A Ministry of Commerce survey in February found expensive eateries in Beijing had seen a 35 percent drop in business since the rules were announced. Those in Shanghai reported a 20 percent decrease.
A separate study of the catering industry over the May Day holiday by the China Cuisine Association saw similar results.
"There has been an obvious decline in high-end food consumption," the association summed up in its report. "The fall in business for Shun Fung, Royal Garden Hotel and Xinhuafu Hotel all exceeded 50 percent."
For some, it has been even worse. A manager at an exclusive restaurant close to Beijing's West Second Ring Road, who spoke on condition of anonymity, estimated on Thursday that she has had 80 percent fewer customers since the rules were announced.
The amounts they spend have also decreased, she said.
"Before, the money spent on one dinner was more than 5,000 yuan ($815)," she added. "Today if they spend 2,000 yuan we're as happy as if it was Spring Festival."
To offset the downturn in business, she said her boss had fired eight out of 10 waitresses and four-fifths of the kitchen staff, on top of reducing the dining area from two floors to one.
Yet the changes have made little difference, the manager said. "You can't imagine how much the boss has lost," she added. "We'll surely close down soon."
Merrylin, a high-end chain of restaurants that originated in Shanghai, shuttered one of its Beijing venues after 11 years on April 30, the date its lease expired.
In an interview with China Central Television, the director of Merrylin's Beijing operations, identified only as Cai, said business volume had fallen more than 50 percent.
China Daily was unable to reach Cai or another spokesman at the company's headquarters for comment.
However, a financial employee who was still working at the Beijing restaurant last week to clear up membership card issues said media that blamed the working style rules for the closure were "irresponsible".
When asked why she thought the decision was made to close the business, she replied only with a question.
"Do you know how much the rent has risen in the last several years?" she said.
"Also, are you willing to be paid 2,000 yuan as a waitress now?" she added, suggesting that the increase in workers' salaries had also eaten into profits.
Bian Jiang, assistant director of the China Cuisine Association, agreed that rising rents and staff costs have contributed to the pressure on high-end restaurants.
He estimated that, depending on the location, rent at some restaurants may rise 30 to 40 percent this year and the cost of supplies is likely to go up at roughly the same rate.
"Labor costs will probably rise 20 to 30 percent," Bian added.
Making changes
While some exclusive restaurants are opting to close, others are looking for ways to save their bacon.
Xiang E Qing, for example, which is a listed company serving a combination of Cantonese, Hunan and Hubei cuisine, has attempted to transform its image from high-end to family friendly.
"We've been successful so far," said Yue Xiaoyu, a manager at its Yuetan branch in Beijing. "We cancelled the minimum spending limit in the private rooms and now offer favorable prices."

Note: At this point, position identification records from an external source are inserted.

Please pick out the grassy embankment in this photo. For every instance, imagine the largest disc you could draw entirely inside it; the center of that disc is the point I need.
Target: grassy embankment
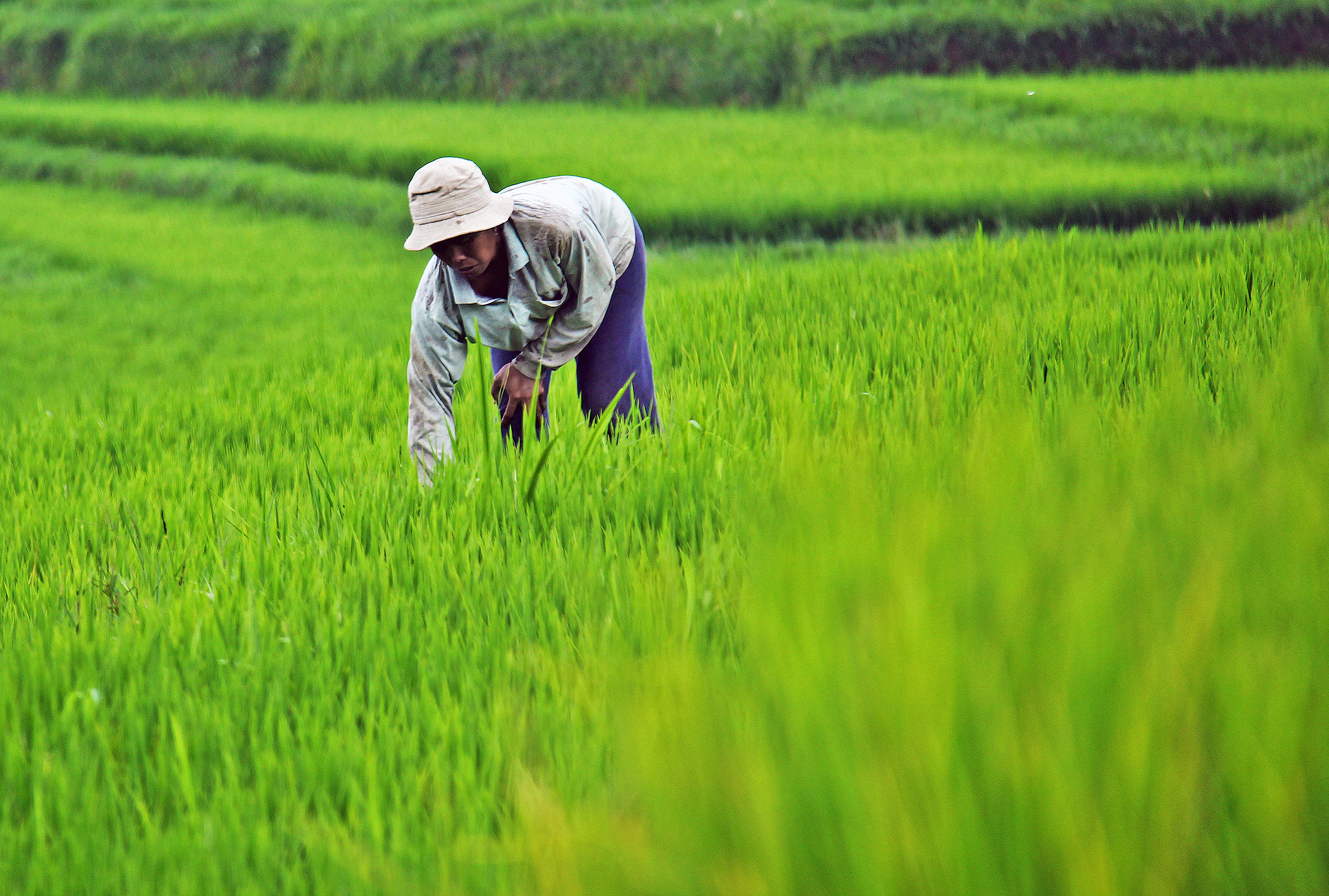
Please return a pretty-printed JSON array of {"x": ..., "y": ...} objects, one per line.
[
  {"x": 1275, "y": 123},
  {"x": 754, "y": 53},
  {"x": 687, "y": 174},
  {"x": 995, "y": 567}
]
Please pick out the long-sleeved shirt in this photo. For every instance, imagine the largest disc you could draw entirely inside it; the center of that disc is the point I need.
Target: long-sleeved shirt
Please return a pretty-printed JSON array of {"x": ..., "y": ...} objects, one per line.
[{"x": 568, "y": 242}]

Like many restaurants, she explained, Xiang E Qing also now uses group-buying websites, which offer goods and services at significantly discounted prices based on a minimum number of purchases.

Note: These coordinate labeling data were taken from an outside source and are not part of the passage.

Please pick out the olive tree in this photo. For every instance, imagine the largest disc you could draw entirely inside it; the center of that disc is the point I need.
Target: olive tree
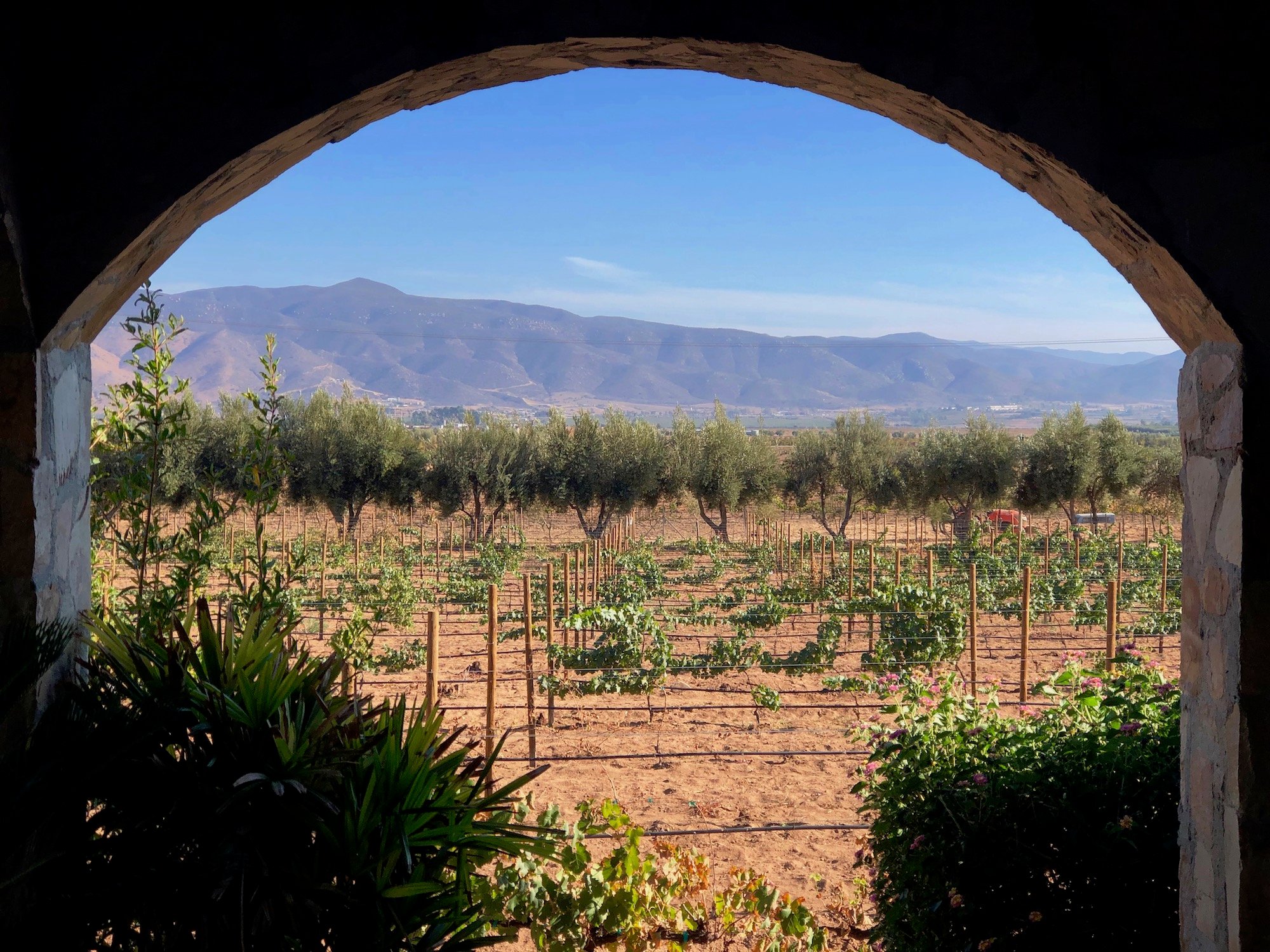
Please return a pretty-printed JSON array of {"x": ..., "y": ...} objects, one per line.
[
  {"x": 1070, "y": 461},
  {"x": 722, "y": 466},
  {"x": 600, "y": 469},
  {"x": 349, "y": 453},
  {"x": 965, "y": 470},
  {"x": 841, "y": 468},
  {"x": 1059, "y": 464},
  {"x": 1160, "y": 487},
  {"x": 481, "y": 470}
]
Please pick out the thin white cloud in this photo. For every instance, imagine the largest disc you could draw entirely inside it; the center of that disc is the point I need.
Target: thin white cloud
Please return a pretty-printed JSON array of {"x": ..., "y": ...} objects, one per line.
[
  {"x": 603, "y": 271},
  {"x": 982, "y": 314}
]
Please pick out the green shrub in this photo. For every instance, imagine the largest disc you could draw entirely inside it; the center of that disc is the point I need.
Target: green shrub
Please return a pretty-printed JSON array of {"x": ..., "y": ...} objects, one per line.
[
  {"x": 1053, "y": 831},
  {"x": 633, "y": 899},
  {"x": 238, "y": 800}
]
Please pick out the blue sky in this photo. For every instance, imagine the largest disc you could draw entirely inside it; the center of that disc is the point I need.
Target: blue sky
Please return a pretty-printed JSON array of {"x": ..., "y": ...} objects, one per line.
[{"x": 683, "y": 197}]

The company posted a turnover of 109 million yuan last year, up from 76 million yuan in 2009. Yet it reported a loss of 68.4 million yuan in the first quarter of 2013.
"I've seen business on the rise again already," Yue said. "The transition from high-end diners to catering to everyone is one way for exclusive restaurants to get themselves out of a bad situation."

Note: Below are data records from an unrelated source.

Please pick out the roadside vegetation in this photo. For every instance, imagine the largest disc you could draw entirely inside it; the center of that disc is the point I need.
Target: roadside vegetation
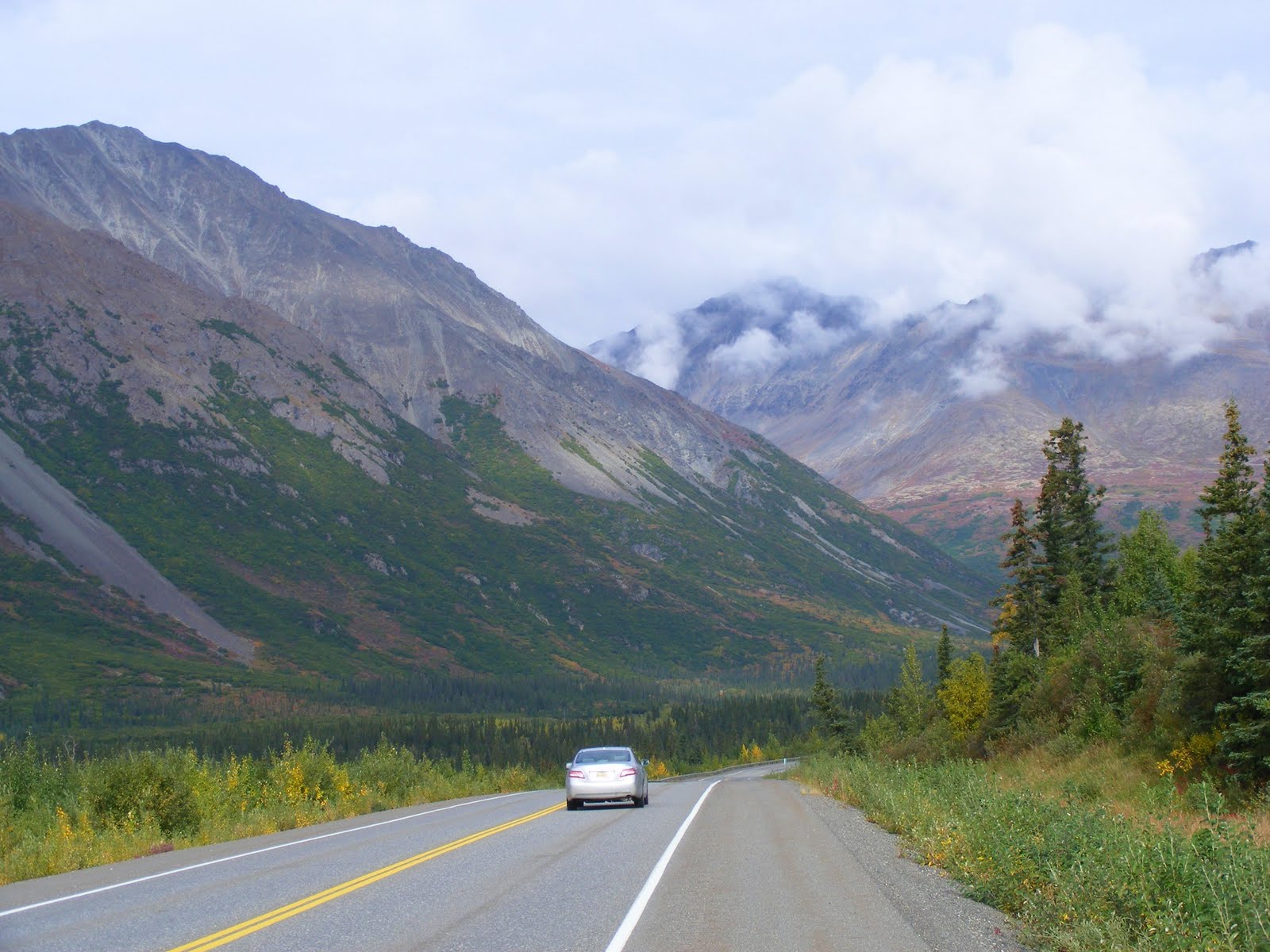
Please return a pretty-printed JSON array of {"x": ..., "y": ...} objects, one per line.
[
  {"x": 65, "y": 814},
  {"x": 63, "y": 810},
  {"x": 1105, "y": 776}
]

China Economic Net, a news website, reported that Quanjude, a brand well known for its roast duck, is for the first time planning a nationwide discount, while a branch in Beijing's Shuangjing area is to start offering a cut-price buffet.
Meanwhile, Jingya Hotel, another high-end venue, is to begin selling steamed stuffed buns and hot pot.
There are also other ways companies adapt, Bian added.
"One is to make full use of the ability to offer meal delivery services to upscale neighborhoods," he suggested. "Another is to make and sell their own brand packaged food products."